In the machine learning framework, both regression and categorical models were constructed for FLI, using only the Centrifuge/GTDB data. The feature selection, hyperparameter optimization, and internal cross-validation methods were identical for both approaches, unless otherwise stated. The continuous or categorical FLI (groups of FLI < 60 and FLI ≥ 60) were modeled with xgboost 0.90.0.2,Citation90 by using both bacterial and archaeal balances, sex, age, and self-reported alcohol use as preliminary predictor features. We used FLI 60 as the cutoff for ruling in fatty liver (steatosis) for the classification, after Bedogni et al.Citation26 The data were first split into 70% train and 30% test sets while preserving sex and region balance. To take into account geographical differences (see, e.g., ref. Citation35) and to find robust patterns across all six sampled regions in Finland between the features and FLI group, we used Leave-One-Group-Out Cross-Validation (LOGOCV) inside the 70% train set to construct 6 separate models in each optimization step. Because of the high dimensionality of the data (3,423 predictor features), feature selection by filtering was first performed inside the training data, based on random forest permutation as recommended by Bommert et al.Citation91 Briefly, permutation importance is based on accuracy, or specifically, the difference in accuracy between real and permuted (random) values of the specific variable, averaged in all trees across the whole random forest. The permutation importance in models based on the six LOGOCV subsets of the training data was calculated with mlr 2.16.0,Citation92 and the simple intersect between the top 50 features in all LOGOCV subsets was retained as the final set of features. Thus, the feature selection was influenced by the training data from all six geographical regions, but this only serves to limit the number of chosen features because of the required simple intersect. This approach was used to obtain a set of core predictive features that would have the potential for generalizability across the regions. The number of features included in the models by this approach was deemed appropriate, since the relative effect size of the last included predictor was very small (<0.1 change in classification probability across its range).

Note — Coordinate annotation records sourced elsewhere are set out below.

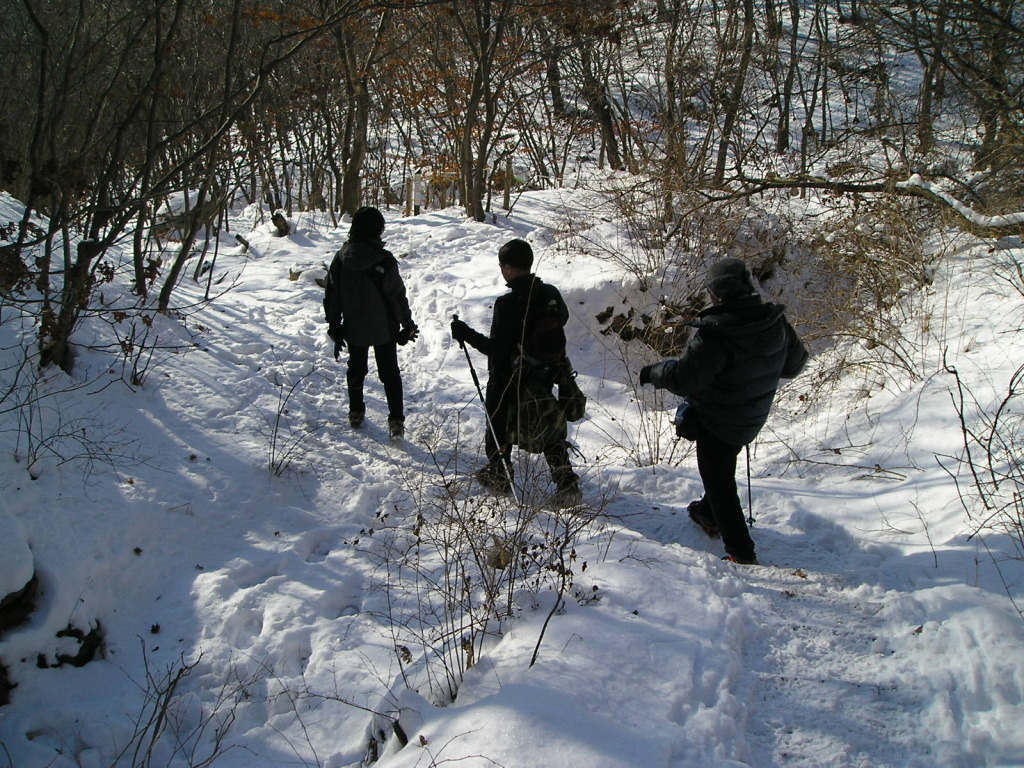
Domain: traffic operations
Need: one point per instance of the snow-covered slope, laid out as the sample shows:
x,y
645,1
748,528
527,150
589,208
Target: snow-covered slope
x,y
877,633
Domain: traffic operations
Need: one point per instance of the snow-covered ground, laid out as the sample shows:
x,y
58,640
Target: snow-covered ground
x,y
876,633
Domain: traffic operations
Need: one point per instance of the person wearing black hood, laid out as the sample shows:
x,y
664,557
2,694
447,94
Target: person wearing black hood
x,y
728,375
366,306
528,297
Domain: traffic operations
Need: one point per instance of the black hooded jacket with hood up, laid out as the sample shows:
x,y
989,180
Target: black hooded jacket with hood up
x,y
371,295
731,367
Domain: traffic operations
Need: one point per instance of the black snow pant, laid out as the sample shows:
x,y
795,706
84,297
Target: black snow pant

Bayesian hyperparameter optimization of the xgboost models was then performed with only the selected features. An optimal set of parameters for the xgboost models was searched over all LOGOCV subsets with “mbo” in mlrMBO 1.1.3,Citation93 using 30 preliminary rounds with randomized parameters, followed by 100 optimization rounds. Parameters in the xgboost models and their considered ranges were learning rate (eta) [0.001, 0.3], gamma [0.1, 5], maximum depth of a tree [2, 8], minimum child weight [1, 10], fraction of data subsampled per each iteration [0.2, 0.8], fraction of columns subsampled per tree [0.2, 0.9], and maximum number of iterations (nrounds) [50, 5000]. The parameters recommended by these searchers were as following for regression: eta = 0.00889; gamma = 2.08; max_depth = 2; min_child_weight = 8; subsample = 0.783; colsample_bytree = 0.672; nrounds = 1,810, and for classification: eta = 0.00107; gamma = 0.137; max_depth = 5; min_child_weight = 9; subsample = 0.207; colsample_bytree = 0.793; nrounds = 4,328. We used Root-Mean-Square Error (RMSE) for the regression models and Area Under the ROC Curve (AUC) for the classification models to measure model fit on the left-out data (region) in each LOGOCV subset. Receiver operating characteristic and precision–recall curves for these validation metrics were calculated with “evalmod” in precrec v0.11.2.Citation94 The final models were trained on the LOGOCV subset training data, the data from one region thus omitted per model, and using the selected features and optimized hyperparameters. Internal validation of these models was conducted against participants only from the region omitted from each model, in the 30% test data which was not used in model training or optimization. Sensitivity analysis was conducted by using only the predictive covariates (sex and age) or balances separately, with the same hyperparameters, data partitions, and cross-region internal validation as for the full models.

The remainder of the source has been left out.